Unable to resume crawl: not valid JSON
When resuming a crawl I noticed that passing --url seemed necessary, which seemed counter intuitve. Once I did this however I got a JSON parse error?
docker run -v $PWD/crawls:/crawls/ -p 9037:9037 webrecorder/browsertrix-crawler crawl \
--url http://www.buffon.cnrs.fr/ \
--config /crawls/collections/buffon/crawls/crawl-20240510011214-be3552cdb6da.yaml
{"timestamp":"2024-05-10T01:25:52.694Z","logLevel":"info","context":"general","message":"Browsertrix-Crawler 1.1.2 (with warcio.js 2.2.1)","details":{}}
{"timestamp":"2024-05-10T01:25:52.696Z","logLevel":"info","context":"general","message":"Seeds","details":[{"url":"http://www.buffon.cnrs.fr/","scopeType":"prefix","include":["/^https?:\\/\\/www\\.buffon\\.cnrs\\.fr\\//"],"exclude":[],"allowHash":false,"depth":-1,"sitemap":null,"maxExtraHops":0,"maxDepth":1000000}]}
{"timestamp":"2024-05-10T01:25:53.334Z","logLevel":"error","context":"general","message":"Crawl failed","details":{"type":"exception","message":"\"[object Object]\" is not valid JSON","stack":"SyntaxError: \"[object Object]\" is not valid JSON\n at JSON.parse (<anonymous>)\n at RedisCrawlState.load (file:///app/dist/util/state.js:451:31)\n at process.processTicksAndRejections (node:internal/process/task_queues:95:5)\n at async Crawler.initCrawlState (file:///app/dist/crawler.js:218:13)\n at async Crawler.crawl (file:///app/dist/crawler.js:797:9)\n at async Crawler.run (file:///app/dist/crawler.js:342:13)"}}
{"timestamp":"2024-05-10T01:25:53.335Z","logLevel":"info","context":"general","message":"Exiting, Crawl status: failing","details":{}}
I've attached my crawl state YAML here, in case it's helpful:
The JSON parse error is indeed a bug, to be fixed with #576.
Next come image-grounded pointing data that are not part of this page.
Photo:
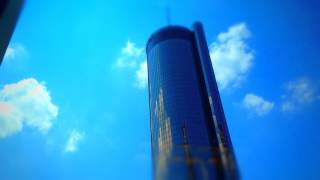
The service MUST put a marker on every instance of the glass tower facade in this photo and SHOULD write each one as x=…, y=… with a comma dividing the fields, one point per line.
x=189, y=135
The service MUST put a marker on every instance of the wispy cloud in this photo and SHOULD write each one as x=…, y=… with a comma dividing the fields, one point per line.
x=257, y=104
x=299, y=92
x=133, y=58
x=129, y=57
x=231, y=56
x=73, y=141
x=15, y=51
x=26, y=103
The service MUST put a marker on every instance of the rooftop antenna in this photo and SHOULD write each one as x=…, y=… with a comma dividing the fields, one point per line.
x=168, y=15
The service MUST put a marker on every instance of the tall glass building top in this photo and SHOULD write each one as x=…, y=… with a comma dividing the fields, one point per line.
x=190, y=139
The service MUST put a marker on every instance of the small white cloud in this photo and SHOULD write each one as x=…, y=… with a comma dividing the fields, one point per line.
x=25, y=103
x=73, y=141
x=299, y=92
x=15, y=51
x=231, y=57
x=142, y=75
x=129, y=57
x=257, y=104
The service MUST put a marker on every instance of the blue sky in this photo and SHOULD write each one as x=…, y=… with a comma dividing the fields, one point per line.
x=73, y=97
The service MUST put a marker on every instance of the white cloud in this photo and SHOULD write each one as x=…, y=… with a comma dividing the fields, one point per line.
x=142, y=75
x=257, y=104
x=25, y=103
x=299, y=92
x=129, y=57
x=15, y=51
x=133, y=58
x=231, y=57
x=73, y=141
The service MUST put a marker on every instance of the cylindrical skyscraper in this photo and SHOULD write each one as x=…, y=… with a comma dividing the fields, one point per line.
x=189, y=135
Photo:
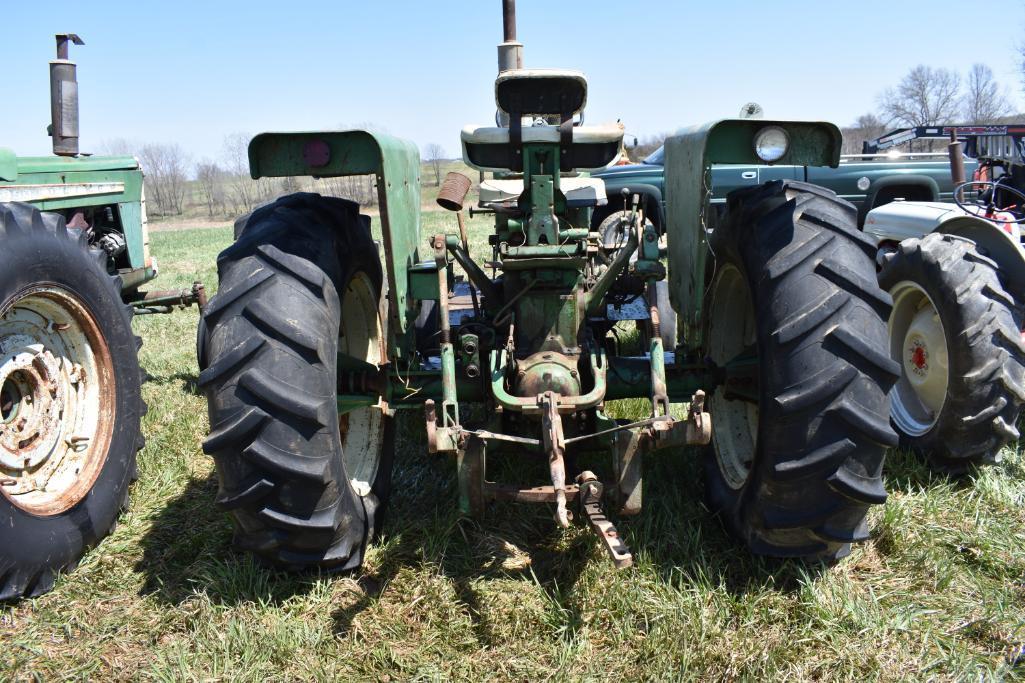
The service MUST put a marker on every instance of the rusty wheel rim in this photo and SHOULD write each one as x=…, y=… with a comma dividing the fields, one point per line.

Passing the --url flag is needed as it was passed originally on the command-line. The way this works is that any CLI arguments are not included in the save state, as it is assumed they would be passed in again via command-line.
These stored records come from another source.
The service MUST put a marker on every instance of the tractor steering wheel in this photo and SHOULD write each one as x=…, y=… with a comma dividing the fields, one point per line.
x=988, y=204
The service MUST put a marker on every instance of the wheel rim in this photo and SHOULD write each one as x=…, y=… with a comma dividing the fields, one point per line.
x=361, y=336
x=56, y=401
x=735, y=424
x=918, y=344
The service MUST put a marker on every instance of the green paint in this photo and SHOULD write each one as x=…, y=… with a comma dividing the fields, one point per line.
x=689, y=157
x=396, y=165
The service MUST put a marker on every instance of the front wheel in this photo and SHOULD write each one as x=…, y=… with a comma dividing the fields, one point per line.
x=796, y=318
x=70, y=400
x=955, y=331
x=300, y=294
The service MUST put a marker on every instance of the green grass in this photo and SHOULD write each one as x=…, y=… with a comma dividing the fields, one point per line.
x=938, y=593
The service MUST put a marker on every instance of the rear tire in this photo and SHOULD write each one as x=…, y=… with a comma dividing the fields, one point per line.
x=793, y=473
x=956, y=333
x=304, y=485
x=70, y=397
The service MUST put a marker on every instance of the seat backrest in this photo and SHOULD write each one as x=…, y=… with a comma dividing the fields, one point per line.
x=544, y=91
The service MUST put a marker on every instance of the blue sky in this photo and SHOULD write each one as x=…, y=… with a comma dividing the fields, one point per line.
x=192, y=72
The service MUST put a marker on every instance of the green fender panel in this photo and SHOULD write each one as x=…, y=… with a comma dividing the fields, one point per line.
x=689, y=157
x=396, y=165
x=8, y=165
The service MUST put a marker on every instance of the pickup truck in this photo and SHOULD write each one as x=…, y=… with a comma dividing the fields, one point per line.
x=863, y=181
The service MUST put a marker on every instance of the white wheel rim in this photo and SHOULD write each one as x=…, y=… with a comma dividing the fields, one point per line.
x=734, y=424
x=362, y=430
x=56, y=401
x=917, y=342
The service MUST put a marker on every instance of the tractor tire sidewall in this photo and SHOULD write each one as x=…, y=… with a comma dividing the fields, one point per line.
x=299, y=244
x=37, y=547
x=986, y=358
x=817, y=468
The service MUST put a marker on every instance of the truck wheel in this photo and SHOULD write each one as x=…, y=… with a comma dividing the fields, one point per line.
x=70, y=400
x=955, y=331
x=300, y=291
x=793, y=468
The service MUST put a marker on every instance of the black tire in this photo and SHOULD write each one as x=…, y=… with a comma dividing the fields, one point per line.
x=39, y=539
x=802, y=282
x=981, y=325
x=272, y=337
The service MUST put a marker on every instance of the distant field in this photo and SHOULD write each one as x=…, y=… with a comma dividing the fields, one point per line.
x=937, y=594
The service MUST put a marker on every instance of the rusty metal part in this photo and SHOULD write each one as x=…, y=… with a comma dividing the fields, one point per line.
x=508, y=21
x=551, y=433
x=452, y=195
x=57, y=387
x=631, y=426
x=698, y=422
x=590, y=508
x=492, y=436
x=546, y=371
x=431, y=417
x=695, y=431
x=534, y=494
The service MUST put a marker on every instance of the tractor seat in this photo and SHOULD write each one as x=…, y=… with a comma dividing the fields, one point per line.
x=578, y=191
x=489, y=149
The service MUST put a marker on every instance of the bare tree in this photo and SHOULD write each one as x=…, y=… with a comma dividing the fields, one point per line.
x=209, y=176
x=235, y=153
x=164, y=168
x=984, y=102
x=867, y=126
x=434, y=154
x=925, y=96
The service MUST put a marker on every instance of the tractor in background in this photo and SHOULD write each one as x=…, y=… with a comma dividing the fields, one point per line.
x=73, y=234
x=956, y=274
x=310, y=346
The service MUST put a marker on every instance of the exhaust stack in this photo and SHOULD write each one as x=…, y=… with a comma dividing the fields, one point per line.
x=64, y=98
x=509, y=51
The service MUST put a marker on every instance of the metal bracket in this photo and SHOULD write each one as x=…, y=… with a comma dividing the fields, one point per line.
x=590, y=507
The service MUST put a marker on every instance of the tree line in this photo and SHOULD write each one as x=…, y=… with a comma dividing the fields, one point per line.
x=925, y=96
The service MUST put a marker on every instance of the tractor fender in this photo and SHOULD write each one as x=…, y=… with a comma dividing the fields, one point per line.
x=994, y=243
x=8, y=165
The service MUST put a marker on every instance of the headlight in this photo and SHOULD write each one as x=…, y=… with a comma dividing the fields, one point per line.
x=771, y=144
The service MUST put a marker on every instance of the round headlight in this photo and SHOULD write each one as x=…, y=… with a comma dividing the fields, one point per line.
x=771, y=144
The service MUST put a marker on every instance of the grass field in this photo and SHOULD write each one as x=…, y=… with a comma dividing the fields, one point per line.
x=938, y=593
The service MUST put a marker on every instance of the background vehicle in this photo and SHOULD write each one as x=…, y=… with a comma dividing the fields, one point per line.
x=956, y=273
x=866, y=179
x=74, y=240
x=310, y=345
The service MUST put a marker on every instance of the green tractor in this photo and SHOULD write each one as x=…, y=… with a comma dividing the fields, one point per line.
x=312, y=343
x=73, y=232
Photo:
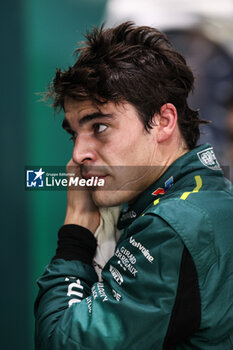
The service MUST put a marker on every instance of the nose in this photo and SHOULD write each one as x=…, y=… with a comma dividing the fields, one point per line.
x=84, y=150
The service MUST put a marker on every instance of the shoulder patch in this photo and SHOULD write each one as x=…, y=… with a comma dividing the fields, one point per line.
x=207, y=158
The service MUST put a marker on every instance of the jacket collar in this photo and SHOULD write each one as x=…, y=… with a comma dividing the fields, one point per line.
x=201, y=159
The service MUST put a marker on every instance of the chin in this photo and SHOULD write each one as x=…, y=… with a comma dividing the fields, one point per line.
x=103, y=198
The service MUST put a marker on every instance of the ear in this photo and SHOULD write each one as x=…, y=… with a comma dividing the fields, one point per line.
x=166, y=121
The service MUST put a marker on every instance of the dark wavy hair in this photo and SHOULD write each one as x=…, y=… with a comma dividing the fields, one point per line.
x=133, y=64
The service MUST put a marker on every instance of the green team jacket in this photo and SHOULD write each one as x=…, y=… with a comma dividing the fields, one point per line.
x=169, y=284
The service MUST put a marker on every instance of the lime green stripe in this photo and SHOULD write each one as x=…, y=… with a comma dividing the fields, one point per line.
x=198, y=180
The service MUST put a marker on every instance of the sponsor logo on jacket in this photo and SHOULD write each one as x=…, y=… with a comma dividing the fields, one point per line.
x=144, y=251
x=116, y=275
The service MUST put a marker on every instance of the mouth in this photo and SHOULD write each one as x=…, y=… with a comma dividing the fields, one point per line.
x=87, y=176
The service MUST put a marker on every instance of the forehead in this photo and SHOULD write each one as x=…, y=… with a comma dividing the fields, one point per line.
x=78, y=109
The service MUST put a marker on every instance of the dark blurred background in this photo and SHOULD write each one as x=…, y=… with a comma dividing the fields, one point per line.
x=37, y=37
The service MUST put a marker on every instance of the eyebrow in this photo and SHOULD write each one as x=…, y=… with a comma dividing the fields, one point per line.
x=86, y=119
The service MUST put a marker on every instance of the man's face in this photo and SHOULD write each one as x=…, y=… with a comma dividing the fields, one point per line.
x=110, y=141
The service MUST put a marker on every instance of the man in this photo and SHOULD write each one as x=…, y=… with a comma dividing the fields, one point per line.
x=169, y=283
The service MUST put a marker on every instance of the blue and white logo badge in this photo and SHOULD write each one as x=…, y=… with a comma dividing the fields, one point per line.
x=35, y=178
x=208, y=158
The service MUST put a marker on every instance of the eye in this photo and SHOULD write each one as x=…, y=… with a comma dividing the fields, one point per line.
x=74, y=136
x=99, y=128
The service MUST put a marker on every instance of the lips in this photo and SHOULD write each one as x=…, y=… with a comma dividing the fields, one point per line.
x=87, y=176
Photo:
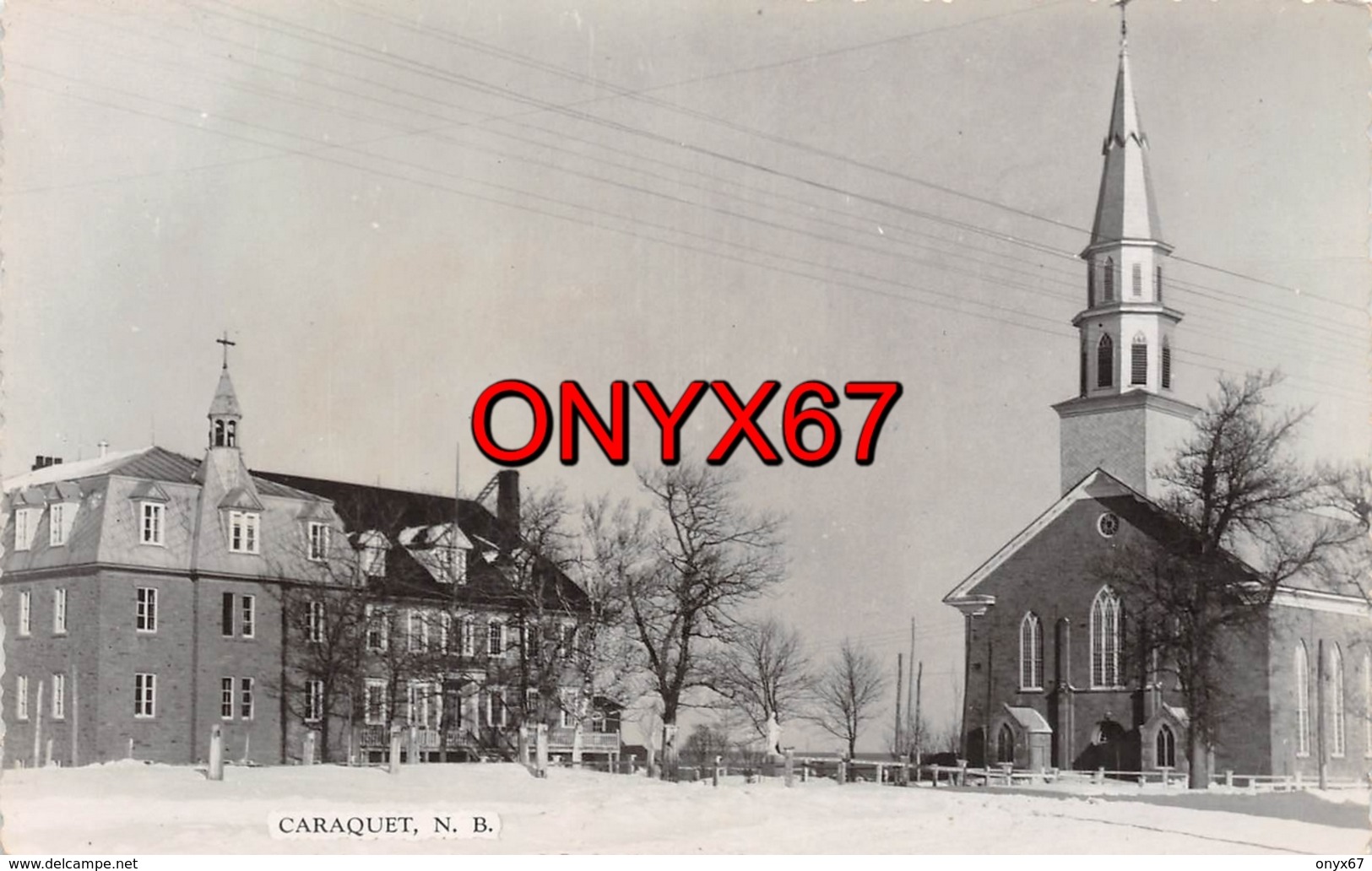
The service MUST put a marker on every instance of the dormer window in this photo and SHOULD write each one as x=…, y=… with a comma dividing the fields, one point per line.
x=243, y=533
x=318, y=541
x=25, y=524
If original call provides --config that sets url/seeds, other settings, then the saved config also includes those settings.
It was done this way to make it simpler to add a saved file w/o changing other arguments, but perhaps should reconsider this, since CLI args do override config anyway.
Thanks, this makes more sense now!